Reino Unido publica projeto de acordo de livre comércio da UE em tentativa de romper o impasse das negociações

O Reino Unido publicou seus termos para um acordo de livre comércio com a União Européia, à medida que tenta aumentar a pressão sobre Bruxelas para recuar diante de suas demandas.

O ministro do Gabinete, Michael Gove, disse aos parlamentares que o governo britânico decidiu tornar públicos os rascunhos de textos legais do Reino Unido, com um rascunho abrangente de 291 páginas do acordo de livre comércio entre os 12 documentos a serem publicados na terça-feira.

Enquanto isso, a secretária de comércio internacional do Reino Unido, Liz Truss, também publicou o cronograma tarifário que o Reino Unido operaria no final do período de transição para os países com os quais o Reino Unido não possui um acordo de livre comércio.

As medidas dos ministros ocorreram após a terceira rodada de negociações entre os negociadores do Reino Unido e da UE, acusada de violar os termos comerciais pós-Brexit, mais uma vez terminou em impasse na semana passada.

A UE quer essencialmente que obedeçamos às regras do clube, mesmo que não sejamos mais membros

Os pontos de discórdia incluem discordâncias sobre como o acesso à pesca funcionará após o período de transição terminar em dezembro e o apelo do bloco para que a Grã-Bretanha continue seguindo as regras de igualdade de condições.

Tornar pública a proposta do Reino Unido sobre uma série de tópicos, variando de energia a aplicação da lei, significa que todos os 27 países membros da UE poderão ver a oferta na mesa, não apenas a Comissão Europeia, que está conduzindo as negociações.

O porta-voz oficial do primeiro-ministro britânico Boris Johnson disse a repórteres em um briefing: “Estamos publicando-os como uma contribuição construtiva para as negociações, para que estejam disponíveis a todos e para que a Comissão possa compartilhar o texto com os Estados membros”.

Mas o porta-voz acrescentou: “Não estamos tentando negociar diretamente com os Estados membros e nunca o fizemos”.

Gove, chanceler do Ducado de Lancaster, disse à Câmara dos Comuns que a UE quer que o Reino Unido continue a seguir suas regras, enquanto se recusa a remar sobre os direitos de pesca.

Michael Gove acusou Bruxelas de se recusar a aceitar suas exigências (Stefan Rousseau / PA) “>
Michael Gove acusou Bruxelas de se recusar a aceitar suas demandas (Stefan Rousseau / PA)

“A UE quer essencialmente que obedeçamos às regras do clube deles, mesmo que não sejamos mais membros e queiram o mesmo acesso aos nossos locais de pesca que atualmente desfrutam, enquanto restringem nosso acesso a seus mercados”, disse ele aos deputados ao responder. uma pergunta urgente sobre a terceira rodada de negociações.

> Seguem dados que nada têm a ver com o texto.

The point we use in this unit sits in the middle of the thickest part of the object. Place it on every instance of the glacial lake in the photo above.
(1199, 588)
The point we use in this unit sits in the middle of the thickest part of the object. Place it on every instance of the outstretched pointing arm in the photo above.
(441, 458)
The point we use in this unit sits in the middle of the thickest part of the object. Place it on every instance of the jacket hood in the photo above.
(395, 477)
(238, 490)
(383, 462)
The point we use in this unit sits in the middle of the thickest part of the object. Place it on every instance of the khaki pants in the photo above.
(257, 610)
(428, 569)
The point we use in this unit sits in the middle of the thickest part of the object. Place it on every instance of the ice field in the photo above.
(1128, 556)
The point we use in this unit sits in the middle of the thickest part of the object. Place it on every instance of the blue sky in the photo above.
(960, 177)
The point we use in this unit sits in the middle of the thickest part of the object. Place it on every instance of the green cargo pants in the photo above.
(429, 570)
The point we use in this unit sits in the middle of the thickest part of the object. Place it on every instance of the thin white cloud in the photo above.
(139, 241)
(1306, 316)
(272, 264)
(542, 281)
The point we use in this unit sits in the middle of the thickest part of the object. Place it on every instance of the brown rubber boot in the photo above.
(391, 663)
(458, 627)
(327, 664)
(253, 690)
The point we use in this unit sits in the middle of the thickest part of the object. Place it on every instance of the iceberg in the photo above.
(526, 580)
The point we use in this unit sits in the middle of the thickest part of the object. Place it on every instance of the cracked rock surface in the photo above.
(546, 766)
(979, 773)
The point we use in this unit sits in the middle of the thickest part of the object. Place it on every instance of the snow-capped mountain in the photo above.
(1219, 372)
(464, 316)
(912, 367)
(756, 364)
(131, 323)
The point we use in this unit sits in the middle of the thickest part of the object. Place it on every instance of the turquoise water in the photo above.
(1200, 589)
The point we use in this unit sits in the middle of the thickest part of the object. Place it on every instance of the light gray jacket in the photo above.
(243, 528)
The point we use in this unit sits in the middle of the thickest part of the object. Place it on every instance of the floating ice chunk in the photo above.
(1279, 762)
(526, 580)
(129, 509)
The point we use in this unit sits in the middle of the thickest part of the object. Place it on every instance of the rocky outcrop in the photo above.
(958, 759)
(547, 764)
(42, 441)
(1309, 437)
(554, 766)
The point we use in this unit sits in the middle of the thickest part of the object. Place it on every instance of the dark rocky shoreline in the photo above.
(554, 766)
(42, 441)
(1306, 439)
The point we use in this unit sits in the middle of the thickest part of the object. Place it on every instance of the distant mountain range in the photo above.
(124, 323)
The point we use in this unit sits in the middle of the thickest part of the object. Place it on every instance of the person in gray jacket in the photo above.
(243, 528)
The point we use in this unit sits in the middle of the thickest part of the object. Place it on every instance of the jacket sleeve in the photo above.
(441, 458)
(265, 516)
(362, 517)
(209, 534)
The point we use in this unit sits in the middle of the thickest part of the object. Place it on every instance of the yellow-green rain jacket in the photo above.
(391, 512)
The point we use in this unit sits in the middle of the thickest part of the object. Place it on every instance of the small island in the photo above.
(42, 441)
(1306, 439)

Ele acrescentou: “Para ajudar a facilitar as discussões na quarta rodada e além, o Governo publicou hoje o texto completo do projeto de lei que já compartilhamos com a Comissão e que, juntamente com o projeto de acordo da UE, formaram a base de todos os discussões.

“Os textos do Reino Unido estão totalmente de acordo com o documento do governo intitulado The Approach To The Future Negotiations, publicado em 27 de fevereiro.”

Os direitos de acesso à pesca se mostraram um tópico polêmico durante as negociações comerciais pós-Brexit (Owen Humphreys / PA) “>
Os direitos de acesso à pesca provaram ser um tópico polêmico durante as negociações comerciais pós-Brexit (Owen Humphreys / PA)

O ex-secretário de Justiça disse que o sucesso na quarta rodada das negociações, que deve começar em 1º de junho, “depende da UE reconhecer que o Reino Unido é soberano”.

Truss, em um anúncio anterior na terça-feira, confirmou que as tarifas pós-Brexit sofrerão tarifas cobradas em cerca de 62 bilhões de libras em importações, enquanto as tarifas também serão protegidas para indústrias como agricultura, automotiva e pesca.

Itens como máquinas de lavar louça, freezers e até árvores de Natal terão tarifas zero sob o regime, enquanto o governo disse que produtos de cozinha, como cacau e fermento em pó, também serão isentos de taxas.

O Reino Unido também verá milhares de variações tarifárias em produtos sucateados – incluindo mais de 13.000 variações tarifárias em produtos como biscoitos, waffles, pizzas, quiches, confeitaria e spreads.